Primeira pitmaster do Sul do Brasil comanda evento de churrasco na cidade neste domingo (1)

Tatiana Lagrota considera-se uma empreendedora desde a adolescência, quando vendia de brigadeiros a porcelanas pintadas. Na sequência, trabalhou em multinacionais e com feiras internacionais, até realizar o sonho de abrir uma loja de calçados. Sua paixão, porém, ela encontrou somente há alguns anos, quando trocou o segmento do vestuário pelo da gastronomia – mais especificamente, o churrasco. Hoje, Tatiana segue os passos da avó banqueteira e clama o título de pitmaster, profissional de defumação que faz o american barbecue, sendo a primeira mulher do sul do país e uma das primeiras brasileiras a se especializar no estilo. Ela é também uma das mentes à frente do BBQ Land, evento especializado que chega à segunda edição neste domingo (1) em Curitiba, em uma versão pocket, com a expectativa de receber 500 pessoas e consumir uma tonelada de carne durante nove horas: de jacaré a aves, passando pelo cordeiro patagônico, porco inteiro, flat iron e, ainda, aperitivos (linguiça, pão de alho…), arroz e legumes de fogo de chão preparados por profissionais renomados do meio.

Na reta final do evento, Tatiana – que ainda promove cursos e participa de eventos e feiras gastronômicas – encontrou a TOPVIEW para uma conversa sobre a mudança de ramo, a consolidação da cultura do churrasco e as novidades, os desafios e as tendências da área.

Você passou por diferentes áreas profissionais – o que te atrai tanto ao churrasco e à gastronomia?
É o coração que bate… não tem explicação. É a emoção por conta da minha família, da minha avó mesmo. Outra coisa que sempre me atraiu muito foi liderar equipes e, dentro de uma cozinha, a liderança é uma coisa muito forte. O fato de você estar liderando equipes, fazendo com que isso chegue ao consumidor e aquilo vai se tornar uma experiência inesquecível, é o que faz bater o meu coração. É emoção. Hoje, não são números, não é planejamento, meta de vendas, não é nada disso o que me atrai e com que eu trabalhava antigamente. Hoje, é um pouco emotivo por conta da minha história familiar e é sensitivo, porque é uma experiência e o prazer de fazer a pessoa passar por uma experiência inesquecível. Então, uni duas paixões, gastronomia e eventos.

Na gastronomia, tem uma fase, um processo que te move mais, que inspira mais?
É a hora do serviço, porque eu gosto de ver o bicho pegar. O estresse é grande, o controle emocional que a gente tem que ter é muito grande. É fazer acontecer.

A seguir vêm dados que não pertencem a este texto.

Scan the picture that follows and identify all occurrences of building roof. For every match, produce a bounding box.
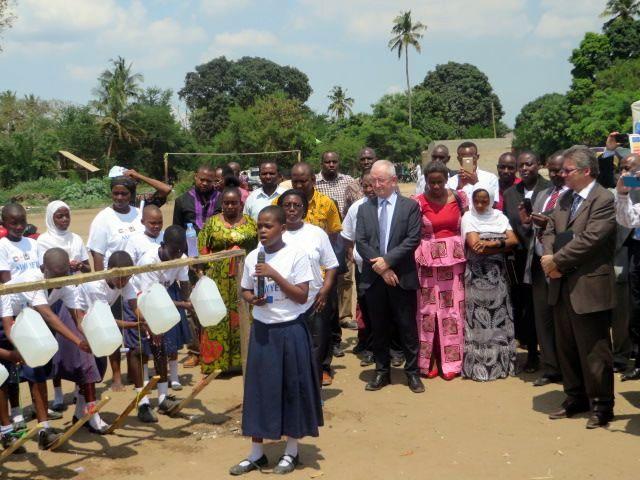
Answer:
[58,150,100,173]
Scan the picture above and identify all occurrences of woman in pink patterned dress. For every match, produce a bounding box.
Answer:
[414,161,468,380]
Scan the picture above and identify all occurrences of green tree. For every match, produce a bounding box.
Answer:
[178,57,312,143]
[389,10,427,128]
[213,92,315,168]
[94,57,143,161]
[514,93,571,156]
[421,62,504,135]
[327,85,353,120]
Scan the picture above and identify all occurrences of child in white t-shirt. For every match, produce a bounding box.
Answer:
[229,206,323,475]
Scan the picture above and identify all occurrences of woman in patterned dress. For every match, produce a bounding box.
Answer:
[414,161,468,380]
[462,185,518,382]
[198,187,258,374]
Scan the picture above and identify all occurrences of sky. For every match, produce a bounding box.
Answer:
[0,0,605,126]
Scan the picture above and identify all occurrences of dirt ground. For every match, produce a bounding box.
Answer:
[5,186,640,480]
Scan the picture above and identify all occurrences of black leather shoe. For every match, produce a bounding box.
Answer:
[364,373,391,392]
[549,403,590,420]
[620,367,640,382]
[587,412,613,430]
[407,375,424,393]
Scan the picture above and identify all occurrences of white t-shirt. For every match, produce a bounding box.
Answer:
[282,223,338,310]
[78,280,136,312]
[340,197,368,272]
[447,168,500,202]
[125,232,164,265]
[131,248,189,293]
[0,237,40,279]
[244,185,285,221]
[241,245,313,323]
[37,232,89,263]
[0,270,80,317]
[87,207,144,269]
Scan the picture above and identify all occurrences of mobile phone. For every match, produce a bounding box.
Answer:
[462,157,475,173]
[622,175,640,188]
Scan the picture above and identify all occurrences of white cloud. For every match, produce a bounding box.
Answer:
[200,0,251,15]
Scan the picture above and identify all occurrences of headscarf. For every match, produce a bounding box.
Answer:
[41,200,73,252]
[460,183,511,238]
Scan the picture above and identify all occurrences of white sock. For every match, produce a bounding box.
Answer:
[169,360,180,384]
[158,382,169,405]
[284,437,298,457]
[136,388,149,406]
[53,387,64,405]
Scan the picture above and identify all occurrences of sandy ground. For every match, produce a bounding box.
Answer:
[5,188,640,480]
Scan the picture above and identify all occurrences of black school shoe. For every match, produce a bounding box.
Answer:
[273,454,300,475]
[229,454,268,476]
[0,431,27,455]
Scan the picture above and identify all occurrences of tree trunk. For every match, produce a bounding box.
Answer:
[404,45,412,128]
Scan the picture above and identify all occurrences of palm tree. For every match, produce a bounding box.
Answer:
[389,10,427,127]
[94,57,143,158]
[327,85,354,120]
[600,0,640,24]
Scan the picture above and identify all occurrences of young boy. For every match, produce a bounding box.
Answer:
[131,225,191,423]
[0,248,91,450]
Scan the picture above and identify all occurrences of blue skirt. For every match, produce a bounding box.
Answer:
[242,315,324,440]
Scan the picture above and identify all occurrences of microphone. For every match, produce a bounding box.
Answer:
[258,250,266,298]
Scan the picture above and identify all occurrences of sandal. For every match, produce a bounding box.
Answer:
[273,454,300,475]
[229,455,269,476]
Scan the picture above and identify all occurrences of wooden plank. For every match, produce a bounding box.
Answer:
[49,397,111,450]
[169,370,222,417]
[107,375,160,433]
[0,423,42,462]
[0,249,245,295]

E você sempre teve esse perfil?
Sempre. Às vezes, até tentei um low profile, fazer um arroz com feijão – não dá. Então, hoje, a BBQ Land é um desafio incrível para mim. Vou passar horas agora sem dormir e isso que é bacana.

Quais são as tendências gastronômicas que o evento vai apresentar?
Eu não vejo grandes tendências surgindo. Acredito muito no voltar. Por exemplo, a técnica de fogo de chão existe desde que o homem é homem. Então, eu acredito não em renovar, mas em resgatar essas técnicas de fazer um arroz, um risoto no carvão, de defumação – técnicas milenares. É começar a olhar para trás e refazer o caminho.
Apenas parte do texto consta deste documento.